For best results, we recommend using the Structured Outputs API to get responses in a structured and validated data format.
from vlmrun.client import VLMRun

# Initialize the VLMRun client
client = VLMRun(api_key="<VLMRUN_API_KEY>")

# Caption the image
response = client.agent.completions.create(
    model="vlmrun-orion-1:auto",
    messages=[
        {"role": "user",
        "content": [
          {"type": "text", "text": "Generate a detailed caption for this image"},
          {"type": "image_url", "image_url": {"url": "https://storage.googleapis.com/vlm-data-public-prod/hub/examples/image.caption/car.jpg", "detail": "auto"}}
        ]
      }
    ],
)

# Print the response
print(response.choices[0].message.content)
# >> "A classic, light turquoise Volkswagen Beetle..."
from vlmrun.client import VLMRun
from pydantic import BaseModel, Field

# Define the response schema
class ImageCaption(BaseModel):
    caption: str = Field(..., description="Detailed caption of the scene")
    tags: list[str] = Field(..., description="Tags that describe the image")

# Initialize the VLMRun client
client = VLMRun(api_key="<VLMRUN_API_KEY>")

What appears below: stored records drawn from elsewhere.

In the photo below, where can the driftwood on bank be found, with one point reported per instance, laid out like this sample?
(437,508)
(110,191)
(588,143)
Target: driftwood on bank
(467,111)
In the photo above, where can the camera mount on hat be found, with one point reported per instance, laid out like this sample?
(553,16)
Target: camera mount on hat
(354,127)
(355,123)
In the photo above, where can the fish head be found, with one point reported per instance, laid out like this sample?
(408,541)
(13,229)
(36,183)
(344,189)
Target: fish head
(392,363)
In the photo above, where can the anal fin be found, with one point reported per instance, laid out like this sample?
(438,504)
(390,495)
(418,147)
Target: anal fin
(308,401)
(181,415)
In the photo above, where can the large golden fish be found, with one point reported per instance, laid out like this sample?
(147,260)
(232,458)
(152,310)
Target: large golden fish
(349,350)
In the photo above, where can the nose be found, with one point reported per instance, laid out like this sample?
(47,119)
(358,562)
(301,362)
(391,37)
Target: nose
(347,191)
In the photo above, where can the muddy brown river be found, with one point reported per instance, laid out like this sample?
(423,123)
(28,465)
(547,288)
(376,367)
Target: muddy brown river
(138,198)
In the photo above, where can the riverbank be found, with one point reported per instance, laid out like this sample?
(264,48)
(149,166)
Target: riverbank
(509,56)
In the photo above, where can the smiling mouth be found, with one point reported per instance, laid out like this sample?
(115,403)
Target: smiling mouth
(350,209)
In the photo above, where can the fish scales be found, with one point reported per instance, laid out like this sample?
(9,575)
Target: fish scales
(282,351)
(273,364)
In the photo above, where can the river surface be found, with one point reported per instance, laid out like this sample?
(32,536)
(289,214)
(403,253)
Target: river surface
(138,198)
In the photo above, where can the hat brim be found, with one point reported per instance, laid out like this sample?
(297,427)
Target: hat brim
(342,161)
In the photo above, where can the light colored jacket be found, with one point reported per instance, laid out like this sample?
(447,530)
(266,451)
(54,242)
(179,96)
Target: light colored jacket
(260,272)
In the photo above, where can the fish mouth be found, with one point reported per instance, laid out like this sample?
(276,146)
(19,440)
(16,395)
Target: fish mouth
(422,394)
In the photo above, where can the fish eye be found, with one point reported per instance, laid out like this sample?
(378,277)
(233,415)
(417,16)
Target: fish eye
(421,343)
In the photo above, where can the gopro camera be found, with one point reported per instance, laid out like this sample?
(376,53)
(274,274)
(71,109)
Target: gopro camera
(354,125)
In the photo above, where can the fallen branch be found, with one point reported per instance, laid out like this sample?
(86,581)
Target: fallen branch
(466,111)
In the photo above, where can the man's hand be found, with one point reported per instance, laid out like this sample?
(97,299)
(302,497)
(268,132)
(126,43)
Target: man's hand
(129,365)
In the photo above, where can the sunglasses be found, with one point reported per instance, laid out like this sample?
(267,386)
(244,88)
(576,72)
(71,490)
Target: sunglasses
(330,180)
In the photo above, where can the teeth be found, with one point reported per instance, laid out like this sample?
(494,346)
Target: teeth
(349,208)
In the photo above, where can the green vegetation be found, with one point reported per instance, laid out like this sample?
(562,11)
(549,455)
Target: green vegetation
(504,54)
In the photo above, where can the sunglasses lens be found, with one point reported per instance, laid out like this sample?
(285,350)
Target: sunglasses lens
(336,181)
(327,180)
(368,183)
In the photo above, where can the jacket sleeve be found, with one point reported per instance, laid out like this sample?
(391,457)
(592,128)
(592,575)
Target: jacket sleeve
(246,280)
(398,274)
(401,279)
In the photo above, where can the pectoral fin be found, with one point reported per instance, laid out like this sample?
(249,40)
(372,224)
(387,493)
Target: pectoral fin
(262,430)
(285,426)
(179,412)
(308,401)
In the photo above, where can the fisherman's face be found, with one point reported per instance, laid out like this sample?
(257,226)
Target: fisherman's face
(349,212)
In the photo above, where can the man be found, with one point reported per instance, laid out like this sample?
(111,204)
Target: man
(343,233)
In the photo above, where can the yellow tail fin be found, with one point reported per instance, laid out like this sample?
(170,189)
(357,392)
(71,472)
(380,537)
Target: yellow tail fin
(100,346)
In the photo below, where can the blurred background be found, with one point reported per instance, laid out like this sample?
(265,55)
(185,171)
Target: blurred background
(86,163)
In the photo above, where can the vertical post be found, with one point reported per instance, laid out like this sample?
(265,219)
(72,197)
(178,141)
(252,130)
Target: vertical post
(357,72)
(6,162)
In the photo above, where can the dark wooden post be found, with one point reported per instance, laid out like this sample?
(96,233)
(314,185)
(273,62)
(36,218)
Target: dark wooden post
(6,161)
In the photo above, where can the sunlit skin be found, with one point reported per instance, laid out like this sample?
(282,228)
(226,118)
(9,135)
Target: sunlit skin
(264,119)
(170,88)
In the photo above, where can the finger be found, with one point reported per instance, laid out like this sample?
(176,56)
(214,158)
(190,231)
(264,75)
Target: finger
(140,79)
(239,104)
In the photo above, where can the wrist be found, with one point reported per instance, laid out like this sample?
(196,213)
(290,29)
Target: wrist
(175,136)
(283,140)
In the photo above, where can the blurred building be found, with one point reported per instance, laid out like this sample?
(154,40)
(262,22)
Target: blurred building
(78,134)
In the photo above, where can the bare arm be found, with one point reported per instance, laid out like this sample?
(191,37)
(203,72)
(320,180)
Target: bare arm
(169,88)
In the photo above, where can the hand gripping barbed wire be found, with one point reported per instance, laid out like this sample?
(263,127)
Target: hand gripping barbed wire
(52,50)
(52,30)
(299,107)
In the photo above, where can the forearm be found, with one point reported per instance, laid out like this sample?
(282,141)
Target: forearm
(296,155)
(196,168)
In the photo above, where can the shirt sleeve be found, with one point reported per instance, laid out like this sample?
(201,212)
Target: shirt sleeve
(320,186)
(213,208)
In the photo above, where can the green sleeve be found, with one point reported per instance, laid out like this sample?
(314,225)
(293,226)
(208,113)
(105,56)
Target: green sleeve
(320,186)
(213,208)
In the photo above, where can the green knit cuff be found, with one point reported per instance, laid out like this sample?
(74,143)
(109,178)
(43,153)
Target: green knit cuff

# Caption the image with structured output
response = client.agent.completions.create(
    model="vlmrun-orion-1:auto",
    messages=[
        {"role": "user",
        "content": [
          {"type": "text", "text": "Generate a detailed caption for this image"},
          {"type": "image_url", "image_url": {"url": "https://storage.googleapis.com/vlm-data-public-prod/hub/examples/image.caption/car.jpg", "detail": "auto"}}
        ]
      }
    ],
    response_format={"type": "json_schema", "schema": ImageCaption.model_json_schema()}
)

# Validate the response
result = ImageCaption.model_validate_json(response.choices[0].message.content)
# >>> ImageCaption(caption="...", tags=[...])
import { VlmRun } from "vlmrun";

// Initialize the VLMRun client
const client = new VlmRun({
  apiKey: "<VLMRUN_API_KEY>",
  baseURL: "https://api.vlm.run/v1"
});

// Caption the image
const response = await client.agent.completions.create({
  model: "vlmrun-orion-1:auto",
  messages: [
    {
      role: "user",
      content: [
        { type: "text", text: "Generate a detailed caption for this image" },
        { type: "image_url", image_url: { url: "https://storage.googleapis.com/vlm-data-public-prod/hub/examples/image.caption/car.jpg", detail: "auto" } }
      ]
    }
  ]
});

console.log(response.choices[0].message.content);
import { VlmRun } from "vlmrun";
import { z } from "zod";
import { zodToJsonSchema } from "zod-to-json-schema";

// Define the response schema with Zod
const ImageCaptionSchema = z.object({
  caption: z.string().describe("Detailed caption of the scene"),
  tags: z.array(z.string()).describe("Tags that describe the image")
});

// Initialize the VLMRun client
const client = new VlmRun({
  apiKey: "<VLMRUN_API_KEY>",
  baseURL: "https://api.vlm.run/v1"
});

// Caption the image with structured output
const response = await client.agent.completions.create({
  model: "vlmrun-orion-1:auto",
  messages: [
    {
      role: "user",
      content: [
        { type: "text", text: "Generate a detailed caption for this image" },
        { type: "image_url", image_url: { url: "https://storage.googleapis.com/vlm-data-public-prod/hub/examples/image.caption/car.jpg", detail: "auto" } }
      ]
    }
  ],
  response_format: {
    type: "json_schema",
    schema: zodToJsonSchema(ImageCaptionSchema)
  }
});

const result = ImageCaptionSchema.parse(JSON.parse(response.choices[0].message.content));

FAQ

You can ask simply ask for a more detailed caption by providing a more detailed prompt. In most cases, you can provide the number of words you want the caption to be, and the model will generate a more detailed caption.
  • Common Objects: person, car, truck, bus, bicycle, motorcycle
  • Scenes: street, building, park, forest, beach, etc.
  • Time-of-Day: morning, afternoon, evening, night
  • Weather: sunny, cloudy, rainy, snowing, etc.
The tags come in the format of a list of strings.